Of course, it’s possible O’Donnell might get lost (figuratively speaking) on the road back to the Big Apple. The thinking about remounting the show could change.  After all, resurrecting the show in another city won’t be cheap.

But if “The Rosie Show” does go back up in NYC and fails again, it will be a truly humiliating turn of events for both O’Donnell and Winfrey.  But perhaps more of one for Winfrey, who has got a plate full of problems.

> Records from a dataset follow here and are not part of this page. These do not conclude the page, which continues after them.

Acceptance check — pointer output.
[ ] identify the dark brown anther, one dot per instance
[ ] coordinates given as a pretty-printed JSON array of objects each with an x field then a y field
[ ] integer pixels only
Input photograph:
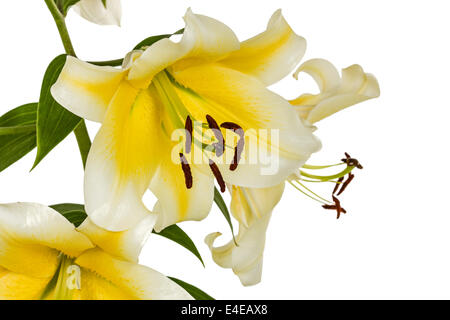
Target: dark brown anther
[
  {"x": 351, "y": 162},
  {"x": 338, "y": 207},
  {"x": 346, "y": 183},
  {"x": 333, "y": 207},
  {"x": 187, "y": 171},
  {"x": 240, "y": 145},
  {"x": 189, "y": 130},
  {"x": 220, "y": 145},
  {"x": 339, "y": 182},
  {"x": 215, "y": 170}
]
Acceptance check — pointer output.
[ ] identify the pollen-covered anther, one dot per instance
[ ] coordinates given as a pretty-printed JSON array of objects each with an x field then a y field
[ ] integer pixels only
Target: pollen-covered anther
[
  {"x": 186, "y": 171},
  {"x": 220, "y": 145},
  {"x": 346, "y": 183},
  {"x": 239, "y": 146},
  {"x": 215, "y": 170}
]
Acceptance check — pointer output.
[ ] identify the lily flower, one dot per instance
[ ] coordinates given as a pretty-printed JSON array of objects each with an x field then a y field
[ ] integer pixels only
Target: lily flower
[
  {"x": 43, "y": 256},
  {"x": 208, "y": 77},
  {"x": 252, "y": 208},
  {"x": 107, "y": 12}
]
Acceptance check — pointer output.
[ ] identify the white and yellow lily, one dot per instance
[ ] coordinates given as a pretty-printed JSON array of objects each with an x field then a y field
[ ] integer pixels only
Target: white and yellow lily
[
  {"x": 208, "y": 73},
  {"x": 252, "y": 208},
  {"x": 107, "y": 12},
  {"x": 43, "y": 256}
]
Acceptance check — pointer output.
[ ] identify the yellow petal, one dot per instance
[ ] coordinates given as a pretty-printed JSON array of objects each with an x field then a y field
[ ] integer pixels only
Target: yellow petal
[
  {"x": 337, "y": 93},
  {"x": 122, "y": 160},
  {"x": 126, "y": 245},
  {"x": 86, "y": 89},
  {"x": 15, "y": 286},
  {"x": 204, "y": 39},
  {"x": 253, "y": 209},
  {"x": 134, "y": 280},
  {"x": 271, "y": 55},
  {"x": 32, "y": 237},
  {"x": 231, "y": 96}
]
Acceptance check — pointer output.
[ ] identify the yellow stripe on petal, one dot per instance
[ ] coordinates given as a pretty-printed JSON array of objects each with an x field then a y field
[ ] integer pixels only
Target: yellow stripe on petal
[
  {"x": 336, "y": 93},
  {"x": 271, "y": 55},
  {"x": 253, "y": 209},
  {"x": 134, "y": 280},
  {"x": 32, "y": 237},
  {"x": 15, "y": 286},
  {"x": 86, "y": 89},
  {"x": 122, "y": 160},
  {"x": 277, "y": 142},
  {"x": 176, "y": 202}
]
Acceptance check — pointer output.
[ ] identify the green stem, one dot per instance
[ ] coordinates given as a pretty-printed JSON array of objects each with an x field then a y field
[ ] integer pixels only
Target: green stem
[
  {"x": 83, "y": 140},
  {"x": 81, "y": 133}
]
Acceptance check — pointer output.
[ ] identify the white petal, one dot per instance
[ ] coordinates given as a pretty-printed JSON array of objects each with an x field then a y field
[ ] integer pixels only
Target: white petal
[
  {"x": 94, "y": 11},
  {"x": 33, "y": 235},
  {"x": 122, "y": 160},
  {"x": 85, "y": 89},
  {"x": 271, "y": 55},
  {"x": 137, "y": 281}
]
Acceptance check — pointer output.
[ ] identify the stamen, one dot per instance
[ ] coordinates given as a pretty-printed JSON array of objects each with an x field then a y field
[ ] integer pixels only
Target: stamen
[
  {"x": 346, "y": 183},
  {"x": 220, "y": 145},
  {"x": 240, "y": 145},
  {"x": 215, "y": 170},
  {"x": 351, "y": 162},
  {"x": 187, "y": 171},
  {"x": 189, "y": 130}
]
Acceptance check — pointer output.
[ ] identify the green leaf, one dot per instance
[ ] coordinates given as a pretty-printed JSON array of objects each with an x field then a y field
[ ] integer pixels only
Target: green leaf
[
  {"x": 224, "y": 209},
  {"x": 73, "y": 212},
  {"x": 176, "y": 234},
  {"x": 64, "y": 5},
  {"x": 141, "y": 45},
  {"x": 54, "y": 123},
  {"x": 195, "y": 292},
  {"x": 17, "y": 134}
]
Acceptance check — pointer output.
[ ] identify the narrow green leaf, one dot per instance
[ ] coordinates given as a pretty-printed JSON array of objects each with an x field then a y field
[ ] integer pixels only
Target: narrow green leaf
[
  {"x": 223, "y": 208},
  {"x": 73, "y": 212},
  {"x": 144, "y": 43},
  {"x": 21, "y": 139},
  {"x": 176, "y": 234},
  {"x": 151, "y": 40},
  {"x": 54, "y": 123},
  {"x": 195, "y": 292}
]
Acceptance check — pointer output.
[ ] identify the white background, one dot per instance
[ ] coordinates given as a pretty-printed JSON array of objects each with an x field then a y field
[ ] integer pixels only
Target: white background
[{"x": 393, "y": 243}]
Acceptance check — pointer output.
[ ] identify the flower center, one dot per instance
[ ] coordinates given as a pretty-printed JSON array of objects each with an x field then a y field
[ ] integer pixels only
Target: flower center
[{"x": 66, "y": 279}]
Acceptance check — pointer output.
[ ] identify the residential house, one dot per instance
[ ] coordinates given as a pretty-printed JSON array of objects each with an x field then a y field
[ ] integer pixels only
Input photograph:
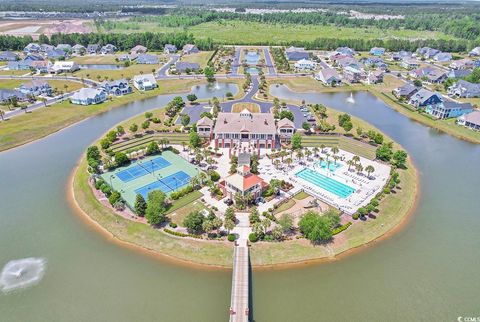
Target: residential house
[
  {"x": 448, "y": 109},
  {"x": 64, "y": 47},
  {"x": 296, "y": 53},
  {"x": 36, "y": 88},
  {"x": 429, "y": 74},
  {"x": 144, "y": 82},
  {"x": 41, "y": 66},
  {"x": 64, "y": 67},
  {"x": 329, "y": 76},
  {"x": 427, "y": 52},
  {"x": 459, "y": 73},
  {"x": 32, "y": 48},
  {"x": 377, "y": 51},
  {"x": 470, "y": 120},
  {"x": 462, "y": 64},
  {"x": 8, "y": 56},
  {"x": 190, "y": 49},
  {"x": 79, "y": 50},
  {"x": 9, "y": 94},
  {"x": 475, "y": 52},
  {"x": 116, "y": 88},
  {"x": 423, "y": 97},
  {"x": 169, "y": 49},
  {"x": 45, "y": 47},
  {"x": 108, "y": 49},
  {"x": 345, "y": 51},
  {"x": 285, "y": 129},
  {"x": 55, "y": 54},
  {"x": 138, "y": 49},
  {"x": 205, "y": 127},
  {"x": 462, "y": 88},
  {"x": 406, "y": 91},
  {"x": 88, "y": 96},
  {"x": 147, "y": 59},
  {"x": 352, "y": 74},
  {"x": 20, "y": 65},
  {"x": 243, "y": 182},
  {"x": 93, "y": 49},
  {"x": 305, "y": 64},
  {"x": 442, "y": 57},
  {"x": 409, "y": 63},
  {"x": 374, "y": 77},
  {"x": 182, "y": 67}
]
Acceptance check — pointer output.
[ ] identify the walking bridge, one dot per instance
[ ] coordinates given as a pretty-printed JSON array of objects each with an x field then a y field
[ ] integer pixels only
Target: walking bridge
[{"x": 239, "y": 311}]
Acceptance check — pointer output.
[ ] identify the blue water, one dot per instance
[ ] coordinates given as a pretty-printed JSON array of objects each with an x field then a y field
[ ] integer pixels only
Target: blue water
[
  {"x": 332, "y": 166},
  {"x": 326, "y": 183},
  {"x": 142, "y": 168},
  {"x": 167, "y": 184}
]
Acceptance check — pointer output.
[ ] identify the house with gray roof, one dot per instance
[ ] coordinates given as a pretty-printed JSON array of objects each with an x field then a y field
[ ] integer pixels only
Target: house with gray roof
[
  {"x": 470, "y": 120},
  {"x": 36, "y": 87},
  {"x": 329, "y": 76},
  {"x": 88, "y": 96},
  {"x": 406, "y": 91},
  {"x": 117, "y": 88},
  {"x": 8, "y": 94},
  {"x": 463, "y": 88},
  {"x": 448, "y": 109},
  {"x": 424, "y": 97},
  {"x": 190, "y": 49},
  {"x": 147, "y": 59},
  {"x": 8, "y": 56},
  {"x": 169, "y": 49},
  {"x": 145, "y": 82},
  {"x": 182, "y": 67}
]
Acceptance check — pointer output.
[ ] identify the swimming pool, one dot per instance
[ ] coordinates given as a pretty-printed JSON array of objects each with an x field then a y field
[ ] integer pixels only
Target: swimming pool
[
  {"x": 326, "y": 183},
  {"x": 332, "y": 167}
]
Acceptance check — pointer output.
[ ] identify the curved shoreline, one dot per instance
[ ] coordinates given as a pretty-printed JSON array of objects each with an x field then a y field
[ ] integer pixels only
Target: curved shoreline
[{"x": 171, "y": 259}]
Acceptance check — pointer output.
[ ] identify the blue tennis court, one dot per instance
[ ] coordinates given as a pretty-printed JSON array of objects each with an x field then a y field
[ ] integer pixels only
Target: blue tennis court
[
  {"x": 167, "y": 184},
  {"x": 142, "y": 168}
]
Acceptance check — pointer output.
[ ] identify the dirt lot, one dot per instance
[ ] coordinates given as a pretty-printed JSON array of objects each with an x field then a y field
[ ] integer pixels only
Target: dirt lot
[{"x": 37, "y": 27}]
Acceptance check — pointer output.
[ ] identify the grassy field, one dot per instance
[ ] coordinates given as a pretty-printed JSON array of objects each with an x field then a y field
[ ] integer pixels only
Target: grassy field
[
  {"x": 59, "y": 84},
  {"x": 252, "y": 107},
  {"x": 44, "y": 121},
  {"x": 243, "y": 32},
  {"x": 200, "y": 58}
]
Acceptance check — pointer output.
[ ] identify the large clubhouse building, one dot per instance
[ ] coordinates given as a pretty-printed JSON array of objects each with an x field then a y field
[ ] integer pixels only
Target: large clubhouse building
[{"x": 257, "y": 129}]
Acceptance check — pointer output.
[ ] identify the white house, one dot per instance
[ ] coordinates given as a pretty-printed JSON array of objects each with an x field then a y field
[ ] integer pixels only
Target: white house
[
  {"x": 144, "y": 82},
  {"x": 64, "y": 67},
  {"x": 88, "y": 96},
  {"x": 305, "y": 64}
]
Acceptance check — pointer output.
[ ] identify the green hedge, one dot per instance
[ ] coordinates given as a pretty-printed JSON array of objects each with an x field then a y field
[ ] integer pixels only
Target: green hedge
[{"x": 179, "y": 234}]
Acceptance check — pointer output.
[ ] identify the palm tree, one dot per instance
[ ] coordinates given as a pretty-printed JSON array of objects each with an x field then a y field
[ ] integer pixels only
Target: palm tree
[{"x": 369, "y": 169}]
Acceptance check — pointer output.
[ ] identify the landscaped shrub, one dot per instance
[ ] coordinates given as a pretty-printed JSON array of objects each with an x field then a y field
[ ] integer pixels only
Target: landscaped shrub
[
  {"x": 338, "y": 230},
  {"x": 179, "y": 234}
]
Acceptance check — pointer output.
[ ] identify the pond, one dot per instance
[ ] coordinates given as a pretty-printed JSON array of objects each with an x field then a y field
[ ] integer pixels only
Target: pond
[{"x": 429, "y": 270}]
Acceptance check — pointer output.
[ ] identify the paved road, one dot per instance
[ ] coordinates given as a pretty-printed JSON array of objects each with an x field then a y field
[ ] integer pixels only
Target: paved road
[
  {"x": 196, "y": 110},
  {"x": 162, "y": 72},
  {"x": 269, "y": 62}
]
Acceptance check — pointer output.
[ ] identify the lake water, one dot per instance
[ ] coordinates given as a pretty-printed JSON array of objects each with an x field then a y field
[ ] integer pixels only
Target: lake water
[{"x": 428, "y": 271}]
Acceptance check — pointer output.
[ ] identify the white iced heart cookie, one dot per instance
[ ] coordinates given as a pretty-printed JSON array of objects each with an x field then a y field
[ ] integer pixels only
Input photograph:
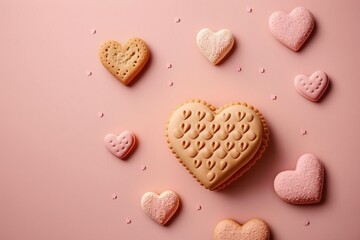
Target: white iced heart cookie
[{"x": 215, "y": 46}]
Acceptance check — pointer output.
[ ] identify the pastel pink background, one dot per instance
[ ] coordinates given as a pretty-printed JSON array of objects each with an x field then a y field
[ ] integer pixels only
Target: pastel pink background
[{"x": 57, "y": 177}]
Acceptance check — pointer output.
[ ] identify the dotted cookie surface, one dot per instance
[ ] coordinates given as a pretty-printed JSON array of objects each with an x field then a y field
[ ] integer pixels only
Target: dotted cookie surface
[{"x": 124, "y": 62}]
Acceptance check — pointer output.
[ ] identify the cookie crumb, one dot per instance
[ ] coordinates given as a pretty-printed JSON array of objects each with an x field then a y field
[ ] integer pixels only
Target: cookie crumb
[
  {"x": 249, "y": 9},
  {"x": 198, "y": 207},
  {"x": 92, "y": 31},
  {"x": 114, "y": 196}
]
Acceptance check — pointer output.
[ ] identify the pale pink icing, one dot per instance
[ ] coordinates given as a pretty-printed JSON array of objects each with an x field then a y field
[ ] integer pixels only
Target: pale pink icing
[
  {"x": 312, "y": 87},
  {"x": 254, "y": 229},
  {"x": 215, "y": 46},
  {"x": 160, "y": 207},
  {"x": 303, "y": 185},
  {"x": 292, "y": 29},
  {"x": 120, "y": 145}
]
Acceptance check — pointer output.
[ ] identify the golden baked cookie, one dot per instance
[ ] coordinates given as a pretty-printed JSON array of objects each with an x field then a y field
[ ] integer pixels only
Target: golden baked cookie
[
  {"x": 124, "y": 62},
  {"x": 217, "y": 145}
]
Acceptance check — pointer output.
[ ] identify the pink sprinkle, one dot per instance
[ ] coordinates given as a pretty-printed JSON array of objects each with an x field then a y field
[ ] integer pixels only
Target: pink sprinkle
[
  {"x": 93, "y": 31},
  {"x": 198, "y": 207},
  {"x": 114, "y": 196}
]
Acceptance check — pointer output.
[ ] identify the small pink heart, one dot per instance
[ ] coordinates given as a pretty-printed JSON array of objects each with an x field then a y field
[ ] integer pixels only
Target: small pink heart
[
  {"x": 120, "y": 145},
  {"x": 254, "y": 229},
  {"x": 292, "y": 29},
  {"x": 312, "y": 87},
  {"x": 303, "y": 185},
  {"x": 161, "y": 207},
  {"x": 215, "y": 46}
]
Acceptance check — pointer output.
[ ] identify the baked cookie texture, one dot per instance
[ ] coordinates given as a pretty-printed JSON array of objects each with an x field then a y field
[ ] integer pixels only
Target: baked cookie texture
[
  {"x": 304, "y": 185},
  {"x": 217, "y": 145},
  {"x": 292, "y": 29},
  {"x": 254, "y": 229},
  {"x": 161, "y": 208},
  {"x": 215, "y": 45},
  {"x": 312, "y": 87},
  {"x": 124, "y": 61}
]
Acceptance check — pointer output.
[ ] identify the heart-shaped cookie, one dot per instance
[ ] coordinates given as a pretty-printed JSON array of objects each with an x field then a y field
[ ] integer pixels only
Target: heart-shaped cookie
[
  {"x": 120, "y": 145},
  {"x": 254, "y": 229},
  {"x": 124, "y": 62},
  {"x": 217, "y": 145},
  {"x": 215, "y": 46},
  {"x": 304, "y": 185},
  {"x": 312, "y": 87},
  {"x": 160, "y": 208},
  {"x": 292, "y": 29}
]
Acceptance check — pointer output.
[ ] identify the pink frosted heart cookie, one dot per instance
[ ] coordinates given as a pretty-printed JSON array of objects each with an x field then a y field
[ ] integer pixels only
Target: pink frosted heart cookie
[
  {"x": 215, "y": 46},
  {"x": 292, "y": 29},
  {"x": 160, "y": 208},
  {"x": 303, "y": 185},
  {"x": 254, "y": 229},
  {"x": 312, "y": 87},
  {"x": 120, "y": 145}
]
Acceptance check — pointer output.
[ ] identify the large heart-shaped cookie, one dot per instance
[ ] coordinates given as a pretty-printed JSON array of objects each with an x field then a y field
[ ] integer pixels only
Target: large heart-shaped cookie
[
  {"x": 312, "y": 87},
  {"x": 215, "y": 46},
  {"x": 121, "y": 145},
  {"x": 292, "y": 29},
  {"x": 124, "y": 62},
  {"x": 304, "y": 185},
  {"x": 254, "y": 229},
  {"x": 217, "y": 145},
  {"x": 161, "y": 207}
]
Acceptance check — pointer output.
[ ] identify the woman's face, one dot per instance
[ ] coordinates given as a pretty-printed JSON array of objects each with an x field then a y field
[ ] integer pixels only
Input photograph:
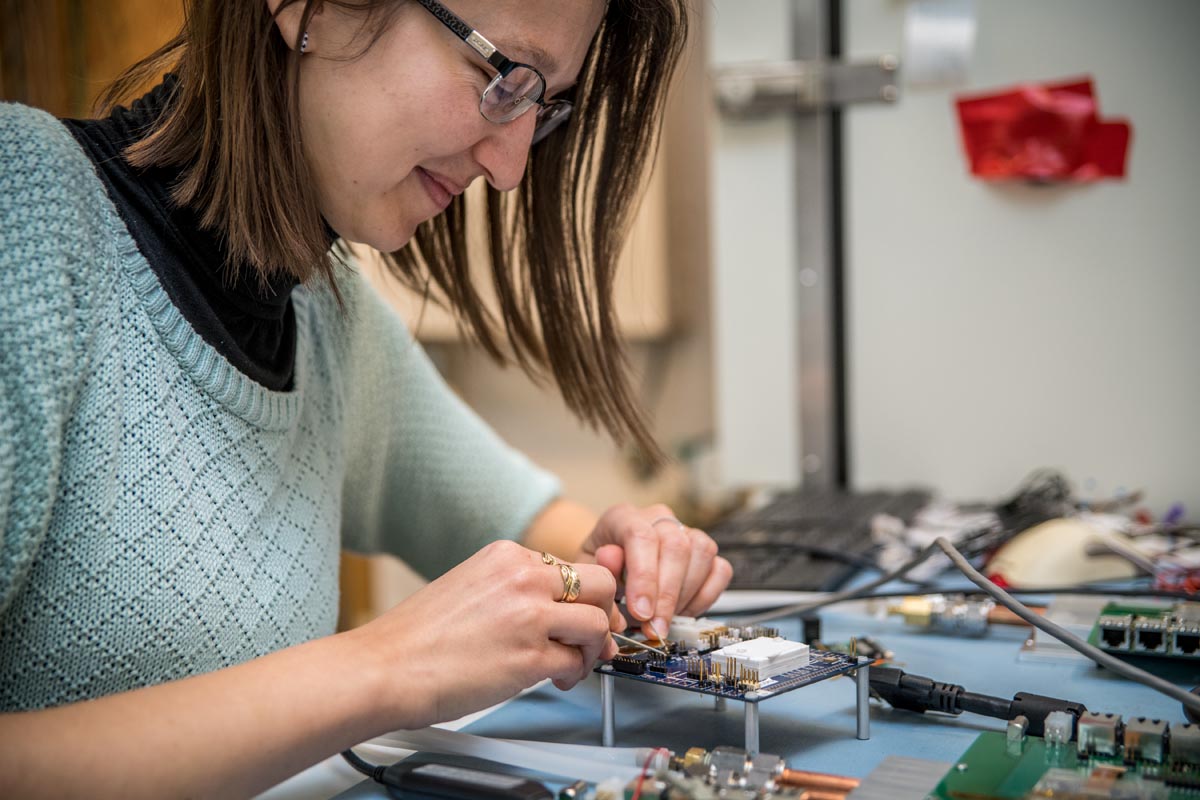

Future of Harpo Studios at stake

With O’Donnell presumably heading east and Winfrey out west, a big question still looms:  What becomes of Harpo Studios?  It’s possible that until the fallout from the O’Donnell debacle fully subsides, Winfrey will keep the studio open and operating and use it for production work related to OWN programming.

Or maybe not. 

With her cable channel and all of its key production people now in Los Angeles, it doesn’t really make sense to underwrite the cost of a Chicago facility for no real reason.

Chicago will never be a Hollywood by the Lake

Whatever happens, by now it’s painfully clear Harpo isn’t a great location for talk show hosts to develop a new show if they don’t have the clout of a Winfrey.  And who does these days?

So there you have it.  The exodus of another celebrity from their rapidly thinning ranks here in Chicago.  Winfrey gone. Michael Jordan gone.  O’Donnell going.  We think you get the picture.

As we’ve long maintained, Chicago is a pleasant Midwestern city.  But it will never — absolutely never — be a Hollywood by the Lake, an insidious nickname that some dreamers in this town keep wanting to make stick.

Let’s stop pretending it could stick.  Let’s wave buh-bye to O’Donnell and get back to being the nice, plain-talking Midwestern folk we always were. And always will be.